悪魔の取引(不成立) feat ニュートン力学

奈良乃鹿子

悪魔の取引(不成立) feat ニュートン力学

「なあ、俺と契約しないか?」


 オンボロアパートの窓をガラリと開けて、その男はニッカリ笑って顔を出した。おかしい。俺の記憶が正しければ俺のこの部屋は三階だし、ベランダなんて上等なものは付いていない。


 にも関わらず錆びたサッシに指をかけたまま、窓から男はこちらを覗き込んでいた。ということは論理的に考えて結論は一つ。この男は宙に浮いているのだ。


 馬鹿馬鹿しいそんな脳内の戯言に溜息を一つ吐くと、俺は窓辺に歩み寄った。机の上の山積みの参考書が崩れて埃を立てる。けれども別に気にすることはない。明日には全部不要の産物になって、燃えるゴミに出す予定だ。俺は窓から手を出して、その男――悪魔の頬に指先を触れさせてみた。


 指先は確かに物理的なかたまりに接触する。ふむ、と首を傾げた。どうやらこの悪魔は俺の疲労が齎した幻覚ではなさそうである。


「……冷たいな」

「そりゃあこの天気だからな。雪でも降り出しそうじゃないか?」

「まあ、天気予報はそう言ってるけど」


 折しも明日の2月13日は関東全域で降雪の予報。交通網の麻痺に注意を、なんてアナウンサーは脳天気に宣っていた。確かに空を見上げてみれば、どんよりとした低気圧の証。その黒色にそっと息を吐けば、悪魔はにたりと笑った。


「なあ、兄ちゃん。俺と契約しようぜ」

「……何を」

「なんでも。なんでも一つお前の願いを叶えてやる。明日の試験に絶対に遅れないように、この雪雲を消し飛ばしてやってもいい。必ずお前が第一志望に合格するように運命を書き換えてやってもいい」

「何故?」

「そりゃあ愚問だよ。悪魔が契約を持ちかける理由は古今東西いつだって一つだろ」


 悪魔の爪までまっくろな指先が、俺の心臓を指した。


「お前のその魂がオレは欲しい。ここ最近の人間じゃ滅多に見ない良い色だ。ジューシーで、とろけてる。欲望と野望と願望に塗れた人間らしい汚い色」

「それ、褒め言葉じゃないだろ」


 あなたの魂は煩悩に満ち溢れてます、なんてそんな言葉、あまりにも失礼すぎる。とんだ誹謗中傷だ。俺が敬虔な仏教徒ではないにしても。

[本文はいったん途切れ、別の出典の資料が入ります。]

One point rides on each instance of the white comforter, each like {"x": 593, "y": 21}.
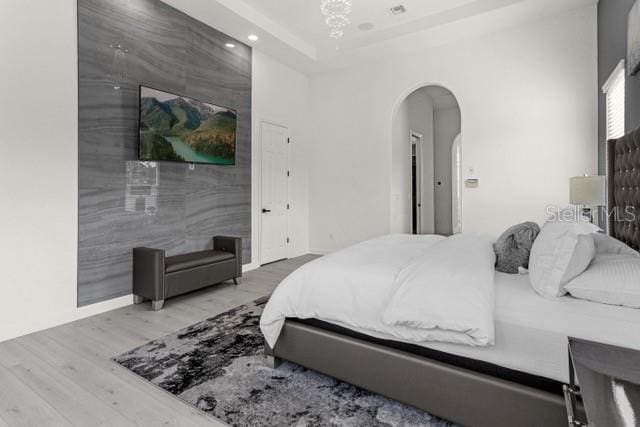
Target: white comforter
{"x": 411, "y": 288}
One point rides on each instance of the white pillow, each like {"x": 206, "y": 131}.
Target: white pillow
{"x": 611, "y": 279}
{"x": 562, "y": 251}
{"x": 609, "y": 245}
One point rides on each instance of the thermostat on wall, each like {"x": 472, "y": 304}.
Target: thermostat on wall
{"x": 471, "y": 182}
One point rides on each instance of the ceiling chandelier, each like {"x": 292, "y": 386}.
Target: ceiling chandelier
{"x": 336, "y": 14}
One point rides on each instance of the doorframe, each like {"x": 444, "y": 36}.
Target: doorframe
{"x": 459, "y": 202}
{"x": 260, "y": 181}
{"x": 419, "y": 178}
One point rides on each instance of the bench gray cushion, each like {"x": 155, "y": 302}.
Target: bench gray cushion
{"x": 195, "y": 259}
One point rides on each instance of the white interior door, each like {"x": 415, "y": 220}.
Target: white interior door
{"x": 456, "y": 185}
{"x": 275, "y": 193}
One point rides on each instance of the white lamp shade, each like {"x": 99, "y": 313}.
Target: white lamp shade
{"x": 588, "y": 190}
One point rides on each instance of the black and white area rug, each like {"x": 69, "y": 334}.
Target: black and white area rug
{"x": 218, "y": 366}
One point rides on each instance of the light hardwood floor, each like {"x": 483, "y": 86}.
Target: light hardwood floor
{"x": 64, "y": 375}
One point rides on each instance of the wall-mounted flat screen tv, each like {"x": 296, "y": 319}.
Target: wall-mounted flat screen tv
{"x": 180, "y": 129}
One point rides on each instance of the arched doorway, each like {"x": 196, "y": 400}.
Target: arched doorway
{"x": 426, "y": 164}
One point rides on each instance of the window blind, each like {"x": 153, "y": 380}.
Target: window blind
{"x": 614, "y": 90}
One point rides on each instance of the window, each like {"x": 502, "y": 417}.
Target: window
{"x": 614, "y": 92}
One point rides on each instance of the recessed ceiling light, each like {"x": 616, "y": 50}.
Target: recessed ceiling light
{"x": 365, "y": 26}
{"x": 398, "y": 10}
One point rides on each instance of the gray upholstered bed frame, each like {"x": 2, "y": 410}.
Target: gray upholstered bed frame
{"x": 460, "y": 394}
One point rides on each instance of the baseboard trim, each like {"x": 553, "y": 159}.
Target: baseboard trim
{"x": 57, "y": 319}
{"x": 317, "y": 251}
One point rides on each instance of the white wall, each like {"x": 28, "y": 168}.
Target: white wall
{"x": 400, "y": 176}
{"x": 281, "y": 96}
{"x": 38, "y": 163}
{"x": 38, "y": 173}
{"x": 529, "y": 122}
{"x": 446, "y": 127}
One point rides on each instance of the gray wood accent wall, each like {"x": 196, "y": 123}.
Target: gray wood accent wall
{"x": 173, "y": 207}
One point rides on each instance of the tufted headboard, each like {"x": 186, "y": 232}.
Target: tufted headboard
{"x": 624, "y": 188}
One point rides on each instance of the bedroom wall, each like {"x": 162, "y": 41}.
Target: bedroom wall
{"x": 612, "y": 47}
{"x": 186, "y": 207}
{"x": 281, "y": 96}
{"x": 529, "y": 123}
{"x": 40, "y": 231}
{"x": 414, "y": 114}
{"x": 446, "y": 128}
{"x": 400, "y": 179}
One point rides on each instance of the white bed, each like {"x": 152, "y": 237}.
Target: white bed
{"x": 532, "y": 331}
{"x": 347, "y": 289}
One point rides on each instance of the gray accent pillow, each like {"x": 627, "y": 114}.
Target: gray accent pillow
{"x": 514, "y": 246}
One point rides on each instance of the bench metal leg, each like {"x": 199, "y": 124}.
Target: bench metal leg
{"x": 273, "y": 362}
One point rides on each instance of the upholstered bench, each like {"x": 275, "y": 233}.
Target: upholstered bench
{"x": 157, "y": 277}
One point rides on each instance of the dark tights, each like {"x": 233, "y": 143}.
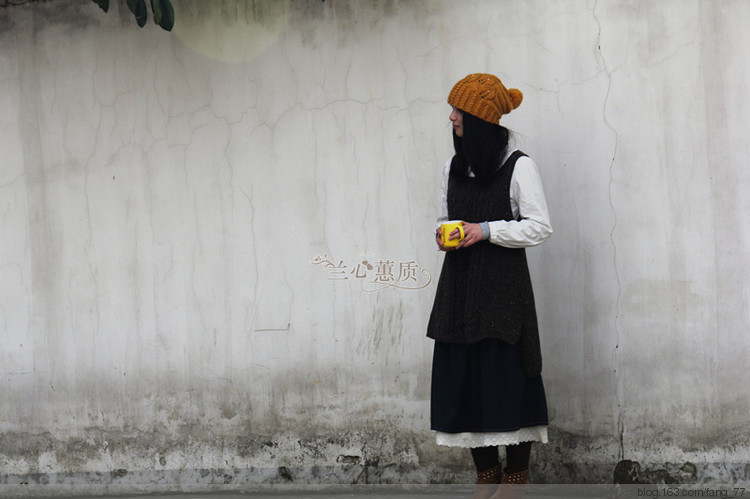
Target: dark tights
{"x": 518, "y": 457}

 まあ確かに俺の内心が欲ばかりであることは認めよう。


 今は腹が減っている。ハンバーガーを5つくらいぺろりと収められるくらい。それから学歴にも飢えている。明日の入試で俺の生涯年収が確定すると思い込める程度には俺は青いので。最後に言い募るならば女だ。彼女が欲しい。年齢イコール彼女いない歴を早く抜け出して、東京の洒落たキャンパスを二人で歩く夢を見ている。童貞の夢だ。笑わば笑え。

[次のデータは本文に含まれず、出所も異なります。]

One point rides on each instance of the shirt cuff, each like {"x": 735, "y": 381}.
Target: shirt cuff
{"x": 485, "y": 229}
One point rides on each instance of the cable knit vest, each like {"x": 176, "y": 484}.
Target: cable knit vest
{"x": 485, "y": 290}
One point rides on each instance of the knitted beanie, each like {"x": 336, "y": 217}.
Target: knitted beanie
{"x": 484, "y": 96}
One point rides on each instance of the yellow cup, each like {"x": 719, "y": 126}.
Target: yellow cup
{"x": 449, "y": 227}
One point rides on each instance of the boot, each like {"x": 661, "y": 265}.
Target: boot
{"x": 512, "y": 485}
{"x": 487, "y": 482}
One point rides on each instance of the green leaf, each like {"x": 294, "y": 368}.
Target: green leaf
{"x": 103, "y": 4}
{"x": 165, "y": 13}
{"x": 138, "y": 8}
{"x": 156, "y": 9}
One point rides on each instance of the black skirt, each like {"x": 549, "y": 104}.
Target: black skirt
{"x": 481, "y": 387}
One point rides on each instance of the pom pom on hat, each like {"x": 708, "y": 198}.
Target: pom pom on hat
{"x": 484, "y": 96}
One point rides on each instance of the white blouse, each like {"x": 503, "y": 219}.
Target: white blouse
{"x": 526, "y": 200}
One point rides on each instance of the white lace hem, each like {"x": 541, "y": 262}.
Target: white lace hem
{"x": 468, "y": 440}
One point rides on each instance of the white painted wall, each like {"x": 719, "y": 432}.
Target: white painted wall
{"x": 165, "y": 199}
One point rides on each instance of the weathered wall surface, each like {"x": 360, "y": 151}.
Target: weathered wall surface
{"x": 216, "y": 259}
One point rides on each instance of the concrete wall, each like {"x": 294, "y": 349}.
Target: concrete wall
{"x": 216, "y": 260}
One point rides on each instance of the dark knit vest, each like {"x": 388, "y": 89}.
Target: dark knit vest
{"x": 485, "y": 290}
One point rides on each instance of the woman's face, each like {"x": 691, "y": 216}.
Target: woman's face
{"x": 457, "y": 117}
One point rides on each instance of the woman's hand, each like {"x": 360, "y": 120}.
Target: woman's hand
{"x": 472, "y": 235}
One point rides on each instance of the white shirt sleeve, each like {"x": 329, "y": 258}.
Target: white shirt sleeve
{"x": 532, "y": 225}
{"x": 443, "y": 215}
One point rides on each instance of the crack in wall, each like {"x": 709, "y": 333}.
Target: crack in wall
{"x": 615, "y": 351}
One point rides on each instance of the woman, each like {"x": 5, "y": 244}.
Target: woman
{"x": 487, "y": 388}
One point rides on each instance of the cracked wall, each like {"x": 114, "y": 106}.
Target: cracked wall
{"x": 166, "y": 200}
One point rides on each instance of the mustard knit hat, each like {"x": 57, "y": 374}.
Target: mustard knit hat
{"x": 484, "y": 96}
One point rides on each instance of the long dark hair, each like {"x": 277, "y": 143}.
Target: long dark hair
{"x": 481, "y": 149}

 故に、この悪魔の言う俺の魂のオイリーさは真である可能性が高い。まあそもそもこの悪魔の実在が真であるか、というところから議論を始めたほうがいいと思うが。


「真だよ。オレは今、お前の目の前に明確に存在している生き物だ」


 悪魔はそう、俺の頭の中を当たり前みたいに読み取って答えた。尻尾がぴるぴると窓枠の向こうで揺れている。さらに加えて言及するならば、月もまともに見えない工業都市の夜空を覆うように大振りの羽が二振り。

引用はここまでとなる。